Obviously, a full map may be too much context for a single deliverable. I interpret EPPO as being to a thesis, not to the scope of a single topic. As an author, you've said enough when you assess that a user will be happy that their search got them the one scope of content that answers their curiosity. From a DITA perspective, I think this involves an analysis of what level of branching constitutes the appropriate scope for a self-sufficient EPPO page.

DITA offers several approaches. A compound topic is the most obvious way to author a nested thesis of appropriate internal structure. This can still be reused in other builds, but requires an eyes open awareness of how to reuse components at an internal level rather than at file level. Not a hard problem, just planning. The other approach is to craft submaps at that same level of scope and designate the submap as the resource that is processed into a single file (or other display variant as I mentioned before). An intriguing approach is to render the structure as an outline and let the user pick the branch they want to be dynamically rendered from that point into a single result.

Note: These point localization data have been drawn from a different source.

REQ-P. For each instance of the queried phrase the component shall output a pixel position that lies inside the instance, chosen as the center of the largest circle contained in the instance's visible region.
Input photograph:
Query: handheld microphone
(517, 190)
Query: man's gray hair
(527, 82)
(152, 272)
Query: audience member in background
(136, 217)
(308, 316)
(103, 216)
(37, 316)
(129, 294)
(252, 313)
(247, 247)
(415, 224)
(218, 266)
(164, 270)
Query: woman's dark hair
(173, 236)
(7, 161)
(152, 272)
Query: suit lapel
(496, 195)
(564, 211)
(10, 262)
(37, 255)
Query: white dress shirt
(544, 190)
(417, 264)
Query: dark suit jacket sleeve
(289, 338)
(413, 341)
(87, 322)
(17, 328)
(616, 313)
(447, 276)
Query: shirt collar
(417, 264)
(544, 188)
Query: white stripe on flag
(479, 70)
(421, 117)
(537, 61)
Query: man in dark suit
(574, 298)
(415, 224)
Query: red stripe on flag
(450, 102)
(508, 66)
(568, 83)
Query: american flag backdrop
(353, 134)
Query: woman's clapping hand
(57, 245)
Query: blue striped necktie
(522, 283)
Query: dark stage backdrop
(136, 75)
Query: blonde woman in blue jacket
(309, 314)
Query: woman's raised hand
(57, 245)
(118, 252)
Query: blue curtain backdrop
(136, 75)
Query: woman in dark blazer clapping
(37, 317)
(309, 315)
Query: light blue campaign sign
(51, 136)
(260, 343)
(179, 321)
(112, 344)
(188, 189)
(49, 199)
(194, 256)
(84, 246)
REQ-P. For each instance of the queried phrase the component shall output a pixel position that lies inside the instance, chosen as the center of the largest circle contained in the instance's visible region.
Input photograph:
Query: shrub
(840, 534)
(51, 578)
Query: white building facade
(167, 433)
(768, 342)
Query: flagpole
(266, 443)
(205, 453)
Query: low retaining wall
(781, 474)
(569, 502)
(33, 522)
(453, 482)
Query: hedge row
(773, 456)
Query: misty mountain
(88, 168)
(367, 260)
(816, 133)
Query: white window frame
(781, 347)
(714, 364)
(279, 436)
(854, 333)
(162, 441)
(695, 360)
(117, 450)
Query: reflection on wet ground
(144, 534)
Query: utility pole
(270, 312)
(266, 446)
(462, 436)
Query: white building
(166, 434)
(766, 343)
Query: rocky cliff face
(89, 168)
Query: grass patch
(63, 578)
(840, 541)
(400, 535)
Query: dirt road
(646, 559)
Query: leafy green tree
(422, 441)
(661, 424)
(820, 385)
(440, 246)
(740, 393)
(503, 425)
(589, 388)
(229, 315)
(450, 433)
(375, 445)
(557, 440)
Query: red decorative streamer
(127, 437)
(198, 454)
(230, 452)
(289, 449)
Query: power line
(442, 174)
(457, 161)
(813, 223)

On top of all this is that we can apply conditionality to the rendition based on user preferences or other context (how about a JS activity monitor that suggests a user's possible skill level, which modifies a transform's progressive disclosure policy). I think this suggests that the aggregation happens first, and then the conditional rendition is applied. And yes, this means that a single web address may produce subtly different renditions depending on who is asking, as opposed to pre-building different deliverables at different addresses, meaning that search facets must ensure that a user is steered to right right rendition (vs rendering as needed on request, applying 'facets as conditions' on the fly).

There is no single right answer, as will all things in life. I favor the single address that responds to a usage context to provide the appropriate render-on-demand metadata for conditionality. I don't think any of the scoping approaches I mentioned is right or wrong other than that it provide the behavior expected by the user in the manner they are requesting it from (casual search, out of an application's F1 contextual help, via a faceted search interface in an infocenter, whatever).

12:48 PM  
Blogger Unknown said...

Sometimes the correct way to do this is subject-matter specific.

For an example of how this can play out in practice, have a look at the PTC InService product. This allows one to utilise heavily componentised content (e.g. S1000D) but provides a viewing experience with search/filter/etc. built in, and is in active use by heavy equipment industries (mining, agriculture, airlines, defense, etc.). Another example is the Autodata product set from the automotive industry. This allows you to search, filter and view service information, procedures and data for any on-road vehicle. I guess my point is that careful consideration should be given to the various use-cases if looking for a generic solution to this problem.

A complicating factor on top of all this is multi-lingual information sets, but I think that is starting to stray from your original topic, but worthy of consideration in the proposed solution space.

6:30 PM  
Blogger Unknown said...

Very good article and I fully agree to everything what you have written.